Question

An electrolytic cell produces aluminum from \(\mathrm{Al}_{2} \mathrm{O}_{3}\) at the rate of ten kilograms a day. Assuming a yield of \(100 \%\) (a) how many moles of electrons must pass through the cell in one day? (b) how many amperes are passing through the cell? (c) how many moles of oxygen \(\left(\mathrm{O}_{2}\right)\) are being produced simultaneously?

Short answer

How many moles of oxygen are produced simultaneously? Answer: (a) 1111.92 moles of electrons pass through the cell in one day. (b) 1240.93 amperes are passing through the cell. (c) 555.96 moles of oxygen are being produced simultaneously.

Step-by-step solution

Convert the mass of aluminum into moles

Given, the mass of aluminum produced = 10 kg. To convert this mass into moles, we can use the molar mass of aluminum which is \(26.98\, \mathrm{g/mol}\). Note that 1 kg = 1000 g, so our mass in grams is 10000 g. Moles of aluminum = \(\frac{\text{mass of aluminum}}{\text{molar mass of aluminum}} = \frac{10000\,\text{g}}{26.98\, \mathrm{g/mol}} = 370.64\,\text{moles}\)

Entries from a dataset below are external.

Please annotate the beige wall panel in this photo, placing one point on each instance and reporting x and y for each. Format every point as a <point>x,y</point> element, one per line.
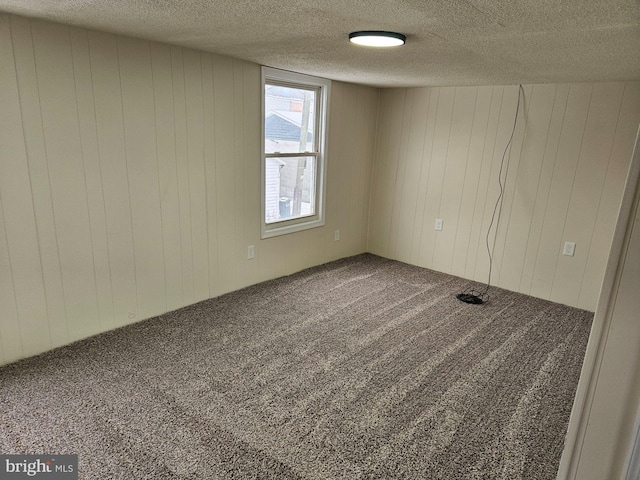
<point>487,195</point>
<point>411,182</point>
<point>566,159</point>
<point>613,412</point>
<point>93,178</point>
<point>10,337</point>
<point>39,176</point>
<point>130,181</point>
<point>544,186</point>
<point>251,155</point>
<point>223,80</point>
<point>586,192</point>
<point>165,133</point>
<point>18,212</point>
<point>182,172</point>
<point>58,105</point>
<point>621,150</point>
<point>238,251</point>
<point>335,214</point>
<point>569,145</point>
<point>105,75</point>
<point>142,167</point>
<point>61,128</point>
<point>436,172</point>
<point>389,118</point>
<point>209,113</point>
<point>511,165</point>
<point>470,185</point>
<point>535,114</point>
<point>425,161</point>
<point>456,164</point>
<point>401,192</point>
<point>559,161</point>
<point>197,173</point>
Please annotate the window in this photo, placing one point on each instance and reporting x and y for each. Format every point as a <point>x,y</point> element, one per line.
<point>295,109</point>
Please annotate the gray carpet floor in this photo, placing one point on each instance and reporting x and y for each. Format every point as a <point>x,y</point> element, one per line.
<point>364,368</point>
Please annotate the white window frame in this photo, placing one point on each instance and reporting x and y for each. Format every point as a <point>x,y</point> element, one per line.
<point>282,77</point>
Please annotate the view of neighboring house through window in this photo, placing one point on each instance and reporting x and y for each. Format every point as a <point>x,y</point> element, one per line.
<point>294,131</point>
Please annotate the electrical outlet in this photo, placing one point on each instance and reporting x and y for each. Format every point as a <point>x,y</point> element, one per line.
<point>569,249</point>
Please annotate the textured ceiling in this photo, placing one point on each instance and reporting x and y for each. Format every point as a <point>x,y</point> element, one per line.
<point>450,42</point>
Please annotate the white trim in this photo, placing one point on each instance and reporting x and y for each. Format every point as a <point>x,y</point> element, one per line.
<point>322,128</point>
<point>583,402</point>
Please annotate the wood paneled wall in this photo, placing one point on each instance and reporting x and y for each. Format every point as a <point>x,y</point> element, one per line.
<point>130,182</point>
<point>438,155</point>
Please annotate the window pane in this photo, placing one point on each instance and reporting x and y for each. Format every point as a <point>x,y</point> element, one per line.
<point>289,119</point>
<point>290,188</point>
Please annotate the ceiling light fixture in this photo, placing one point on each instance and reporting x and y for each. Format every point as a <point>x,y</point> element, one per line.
<point>373,38</point>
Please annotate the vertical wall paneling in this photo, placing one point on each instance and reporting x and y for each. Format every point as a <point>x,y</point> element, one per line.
<point>544,186</point>
<point>486,197</point>
<point>10,336</point>
<point>142,171</point>
<point>93,180</point>
<point>621,151</point>
<point>182,173</point>
<point>18,215</point>
<point>586,192</point>
<point>130,182</point>
<point>510,172</point>
<point>470,182</point>
<point>239,251</point>
<point>165,134</point>
<point>37,161</point>
<point>105,76</point>
<point>209,109</point>
<point>61,128</point>
<point>535,111</point>
<point>251,156</point>
<point>196,172</point>
<point>454,171</point>
<point>401,154</point>
<point>566,159</point>
<point>430,103</point>
<point>564,169</point>
<point>436,172</point>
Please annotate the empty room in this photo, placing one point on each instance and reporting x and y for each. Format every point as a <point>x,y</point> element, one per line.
<point>320,240</point>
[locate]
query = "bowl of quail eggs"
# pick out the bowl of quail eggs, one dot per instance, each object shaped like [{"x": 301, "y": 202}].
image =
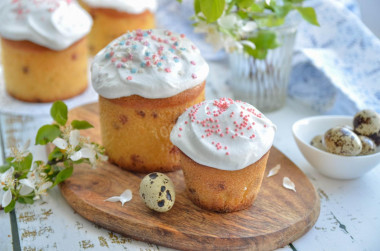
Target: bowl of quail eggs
[{"x": 340, "y": 147}]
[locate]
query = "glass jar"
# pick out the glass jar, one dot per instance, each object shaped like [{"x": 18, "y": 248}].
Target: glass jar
[{"x": 264, "y": 83}]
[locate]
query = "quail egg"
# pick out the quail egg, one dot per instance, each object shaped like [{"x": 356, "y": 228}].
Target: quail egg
[
  {"x": 317, "y": 142},
  {"x": 157, "y": 192},
  {"x": 367, "y": 123},
  {"x": 342, "y": 141},
  {"x": 368, "y": 144}
]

Calculate the moles of electrons required to produce the given moles of aluminum

The reaction to produce aluminum from \(\mathrm{Al}_{2}\mathrm{O}_{3}\) can be given as: \(\mathrm{Al}_{2}\mathrm{O}_{3} + 6 e^{-} \rightarrow 2 \mathrm{Al} + 3 \mathrm{O}_{2}\) From the above reaction, 6 moles of electrons are required to produce 2 moles of aluminum. Moles of electrons required = \(\frac{6\,\text{moles of electrons}}{2\,\text{moles of aluminum}} \times 370.64\,\text{moles of aluminum} = 1111.92\,\text{moles of electrons}\)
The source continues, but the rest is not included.